Gaines credits her personal experience as inspiration for the company and product. She explained that she was purchasing tampons at a convenience store in front of a group of men. The tampons were located high on a shelf behind the register, next to the condoms, and the clerk had to retrieve an "orange-picking" claw to get them. This led to the idea to change the perception of condoms as a male-oriented product and to destigmatize their purchase and carrying by women. The result of this idea was condoms in gold wrappers that come in small tins, aimed to be more aesthetically appealing than traditional condoms.

Ownership Change 
In February 2019, Lovability was acquired by a women-led investor group led by sexual wellness pioneer and inventor of The WaterSlyde, Maureen Pollack, Co-owners Kamini Sharma and John Paul Basile are former sports and entertainment senior executives.

Operations 
The company has multiple marketing and operational objectives that were laid out in a 2013 Forbes article.
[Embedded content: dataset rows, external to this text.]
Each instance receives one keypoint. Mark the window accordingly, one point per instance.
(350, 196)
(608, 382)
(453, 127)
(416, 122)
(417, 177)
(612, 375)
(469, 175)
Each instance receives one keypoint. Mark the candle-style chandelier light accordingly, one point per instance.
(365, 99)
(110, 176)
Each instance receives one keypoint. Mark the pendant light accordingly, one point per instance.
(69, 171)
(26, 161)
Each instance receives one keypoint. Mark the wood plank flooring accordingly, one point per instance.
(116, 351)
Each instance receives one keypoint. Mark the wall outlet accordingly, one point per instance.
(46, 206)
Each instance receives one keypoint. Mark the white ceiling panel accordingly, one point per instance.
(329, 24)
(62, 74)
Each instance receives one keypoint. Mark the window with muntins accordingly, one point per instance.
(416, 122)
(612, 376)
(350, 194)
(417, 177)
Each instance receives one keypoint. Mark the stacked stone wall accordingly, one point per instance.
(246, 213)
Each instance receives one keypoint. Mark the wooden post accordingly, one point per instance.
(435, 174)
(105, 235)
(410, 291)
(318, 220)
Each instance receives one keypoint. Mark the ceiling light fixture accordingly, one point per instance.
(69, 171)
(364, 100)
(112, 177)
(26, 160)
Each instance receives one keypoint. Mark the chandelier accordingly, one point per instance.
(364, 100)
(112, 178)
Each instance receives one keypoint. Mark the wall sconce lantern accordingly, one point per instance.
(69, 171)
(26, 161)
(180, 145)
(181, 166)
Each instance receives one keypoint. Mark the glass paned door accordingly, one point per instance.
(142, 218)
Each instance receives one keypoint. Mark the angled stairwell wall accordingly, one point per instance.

An eight-point plan was presented that includes:
 Making condoms available for purchase in places that condoms aren’t typically available such as beauty supply stores, lingerie stores, department stores, and accessory boutiques
 The use of packaging that is "chic, discrete, and resembles a high-end cosmetic product".
 Promotion of condoms on college campuses to educate others on the importance of safe sex and use the product to raise money for their designated philanthropy.
 Encouraging women to take charge of their sexual health and practice self-love.
 Use of an e-commerce website so that women can send condoms either with a personalized note or anonymously.
 Use of celebrity spokespeople, such as the cast members of MTV’s Teen Mom series.
 Engaging women of all ages.
 Being responsive and adaptive based on customer feedback.

Fundraising 
In 2015, Lovability started a funding campaign on the crowd funding website IndieGoGo. The campaign met its goal and  had attained 184% of its targeted amount. In conjunction with the campaign, they produced a video based on testimony from individuals found in New York's Union Square to show why women are resistant to carrying condoms.

Chase bank 
In 2014, the company was initially rejected by Chase Paymentech services "as processing sales for adult-oriented products is a prohibited vertical" and was told that it was a "reputational risk" to process payment for condoms. Gaines then started a petition to ask Chase to review and change its policy of classifying condoms as an "adult-oriented product". The petition gained 3,400 signatures in its first week. The bank later reversed its decision and invited Gaines to submit an application citing that it was already doing business with a "wide variety of merchants, including grocers and drug stores, that sell similar products." Gaines stated that she does not plan to use Chase Paymentech's services until she feels confident that no other condom companies will face the resistance that she did.